Advanced Pipeline & Hazard Resolution
This week we learn techniques to resolve pipeline hazards without stalling: data forwarding (bypassing) and instruction scheduling. We also study the unavoidable load-use hazard that still requires one stall cycle even with full forwarding.
Learning Objectives
Key Concepts
Data Forwarding (Bypassing)
Forwarding passes a result directly from where it's produced to where it's needed, bypassing the register file. Two main forwarding paths:
- -EX/MEM → EX: result from ALU output forwarded to ALU input of next instruction
- -MEM/WB → EX: result from memory/ALU forwarded to ALU input two instructions later
Forwarding eliminates stalls for most ALU-to-ALU RAW hazards.
- -
Forwarding from EX/MEM pipeline register: value is available at the end of the EX stage
- -
Forwarding from MEM/WB pipeline register: value is available at the end of the MEM stage
- -
Forwarding hardware adds multiplexers before ALU inputs
- -
Without forwarding, every RAW hazard between adjacent instructions causes 2 stall cycles
Load-Use Hazard
A load-use hazard occurs when a lw instruction is immediately followed by an instruction that uses the loaded value.
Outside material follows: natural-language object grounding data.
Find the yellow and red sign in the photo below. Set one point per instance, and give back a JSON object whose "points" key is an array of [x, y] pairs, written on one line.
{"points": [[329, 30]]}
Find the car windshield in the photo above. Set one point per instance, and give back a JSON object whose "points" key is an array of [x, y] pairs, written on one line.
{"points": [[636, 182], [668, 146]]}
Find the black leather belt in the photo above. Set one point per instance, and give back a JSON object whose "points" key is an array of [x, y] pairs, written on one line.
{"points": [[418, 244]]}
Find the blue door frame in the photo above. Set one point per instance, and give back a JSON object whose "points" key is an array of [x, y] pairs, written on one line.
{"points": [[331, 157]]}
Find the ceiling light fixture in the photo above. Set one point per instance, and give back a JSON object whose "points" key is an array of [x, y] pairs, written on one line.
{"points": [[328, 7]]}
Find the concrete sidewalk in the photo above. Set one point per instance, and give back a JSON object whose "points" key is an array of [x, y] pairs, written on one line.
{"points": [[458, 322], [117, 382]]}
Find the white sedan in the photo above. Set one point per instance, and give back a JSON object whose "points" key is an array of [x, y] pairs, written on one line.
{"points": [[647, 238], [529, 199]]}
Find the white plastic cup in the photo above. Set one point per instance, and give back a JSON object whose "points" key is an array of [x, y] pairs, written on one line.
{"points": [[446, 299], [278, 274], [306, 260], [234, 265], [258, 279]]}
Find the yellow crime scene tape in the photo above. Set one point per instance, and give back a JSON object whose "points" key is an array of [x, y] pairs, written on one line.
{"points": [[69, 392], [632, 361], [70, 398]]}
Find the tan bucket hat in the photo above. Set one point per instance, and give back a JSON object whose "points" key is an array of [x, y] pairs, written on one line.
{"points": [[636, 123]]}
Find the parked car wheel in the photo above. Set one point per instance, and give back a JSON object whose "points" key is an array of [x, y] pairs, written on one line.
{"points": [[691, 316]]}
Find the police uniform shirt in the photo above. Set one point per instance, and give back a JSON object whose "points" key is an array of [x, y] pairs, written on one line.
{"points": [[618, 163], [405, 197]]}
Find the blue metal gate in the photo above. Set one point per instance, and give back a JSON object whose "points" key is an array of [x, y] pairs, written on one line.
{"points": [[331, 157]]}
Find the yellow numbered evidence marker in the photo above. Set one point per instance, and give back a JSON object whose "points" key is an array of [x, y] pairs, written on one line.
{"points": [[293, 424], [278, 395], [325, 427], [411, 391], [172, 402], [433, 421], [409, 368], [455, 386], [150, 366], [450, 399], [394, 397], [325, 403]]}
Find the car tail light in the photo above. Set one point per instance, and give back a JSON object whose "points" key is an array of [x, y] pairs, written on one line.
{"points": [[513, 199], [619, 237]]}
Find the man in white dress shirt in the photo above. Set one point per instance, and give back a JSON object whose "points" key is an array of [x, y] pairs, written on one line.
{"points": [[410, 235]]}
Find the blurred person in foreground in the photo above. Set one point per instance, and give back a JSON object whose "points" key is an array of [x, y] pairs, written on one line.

Even with full forwarding, the data is not available until the end of the MEM stage — but it's needed at the start of the EX stage of the next instruction. This requires exactly one stall cycle (bubble).
- -
lw produces its result at the end of MEM, but the next instruction needs it at the start of EX
- -
One mandatory stall cycle even with full forwarding
- -
If the using instruction is 2 or more slots away, no stall is needed
- -
Pipeline scheduling can insert independent instructions into the bubble slot
Pipeline Scheduling
Pipeline scheduling (or instruction scheduling) reorders independent instructions to fill stall slots. The compiler or hardware rearranges instructions without changing program semantics to avoid hazards.
- -
Move independent instructions into load-use bubble slots
- -
Must preserve data dependencies (only reorder independent instructions)
- -
Compiler scheduling is done at compile time — simpler hardware
- -
Hardware scheduling (dynamic) is more flexible but complex